Spärlich bekleidete Frauen schmeißen sich in den Sand, wenn sie nicht gerade nach einem bunten Ball hüpfen. Männer hocken erhaben wie Indianer in kleinen Bötchen, als paddelten sie in gewichtiger Mission zum geheimen Hauptquartier. Dürre Kerlchen trippeln kilometerweit durch die Gegend, und man möchte ihnen zurufen: Lauft doch, ihr Armen! Aber gerade das dürfen die nicht.

Olympia, alles so schön bunt. Weil aber all diese Beachvolleyballerinnen und Kajakfahrer und Geher nur flüchtig durch meinen Fernseher huschen, ist mir Sekunden später schon wieder entfallen, wie sie heißen und was sie treiben.

Gerade noch kann ich mich an den Namen Thorpe erinnern, aber wie der milchgesichtige Schwimmflossler abgeschnitten hat bei seinen hundert Schwimmstarts – vergessen. War nicht dieser Holländer Hosenband am Ende immer besser? Ist eigentlich im Wasser mal wer wegen Schummelei aus dem Verkehr gezogen worden, oder trifft das nur bulgarische Kraftsportler? Alles viel zu viel. Die Spiele sind wie meine persönliche Alzheimer-Parade.

Da war ich sehr froh, als gestern Nacht ein Rudel Radfahrer auftauchte. Die kenne ich! Die erkenne ich immer wieder. Die sehe ich den ganzen Sommer über durch Frankreich und Spanien fahren. Ullrich und Virenque und Zülle und Armstrong und Pantani. Das ist sozusagen mein Kaminfeuer: Radler, die jeden Nachmittag stundenlang in einer Ecke durch mein Büro fahren. Nun radelten sie durch Sydney, und ich fühlte mich bei Olympia endlich wie zu Hause. Dabei habe ich auch gleich eine Goldmedaille gewonnen, denn in meinem schlichten Radfangemüt bin ich glühender Ullrich-Fan. Jan Ullrich im Radfahren ist wie Bayern München im Fußball: eine sichere Sache, wenn man es sich auf der Gewinnerseite gemütlich machen will.

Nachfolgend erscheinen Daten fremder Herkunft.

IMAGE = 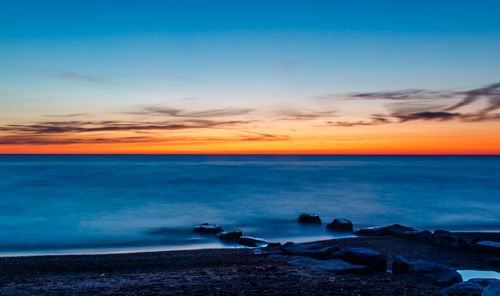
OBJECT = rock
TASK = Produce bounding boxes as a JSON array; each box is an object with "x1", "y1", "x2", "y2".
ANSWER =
[
  {"x1": 470, "y1": 241, "x2": 500, "y2": 255},
  {"x1": 326, "y1": 218, "x2": 353, "y2": 231},
  {"x1": 438, "y1": 282, "x2": 483, "y2": 296},
  {"x1": 432, "y1": 230, "x2": 469, "y2": 249},
  {"x1": 280, "y1": 242, "x2": 339, "y2": 259},
  {"x1": 392, "y1": 255, "x2": 411, "y2": 274},
  {"x1": 354, "y1": 224, "x2": 417, "y2": 237},
  {"x1": 331, "y1": 247, "x2": 387, "y2": 271},
  {"x1": 298, "y1": 214, "x2": 321, "y2": 224},
  {"x1": 193, "y1": 223, "x2": 222, "y2": 234},
  {"x1": 482, "y1": 281, "x2": 500, "y2": 296},
  {"x1": 415, "y1": 230, "x2": 433, "y2": 242},
  {"x1": 238, "y1": 236, "x2": 268, "y2": 247},
  {"x1": 408, "y1": 259, "x2": 463, "y2": 285},
  {"x1": 467, "y1": 279, "x2": 499, "y2": 288},
  {"x1": 288, "y1": 258, "x2": 370, "y2": 274},
  {"x1": 267, "y1": 242, "x2": 282, "y2": 248},
  {"x1": 216, "y1": 231, "x2": 242, "y2": 242}
]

Gestern habe ich allerdings eine kleine Enttäuschung erlebt. Ich heule eigentlich immer, egal ob sich Nord- und Südkoreaner bei der Eröffnungsfeier an den Händen halten oder zum elften Mal Cathy Freemans Lauf wiederholt wird. Wenn ich auch von manchen Sportarten wenig verstehe: Ich liebe Pathos!

Aber Jan Ullrich? Der taugt dafür so gut wie Butterblumen. So stoisch stand er während der Hymne auf dem Podium, als dächte er bestenfalls an den nächsten Schokoriegel. Der Schuft! Vielleicht könnte er mal bei Michael Schumacher weinen üben. Ein kleines Bisschen nur. Mir zuliebe.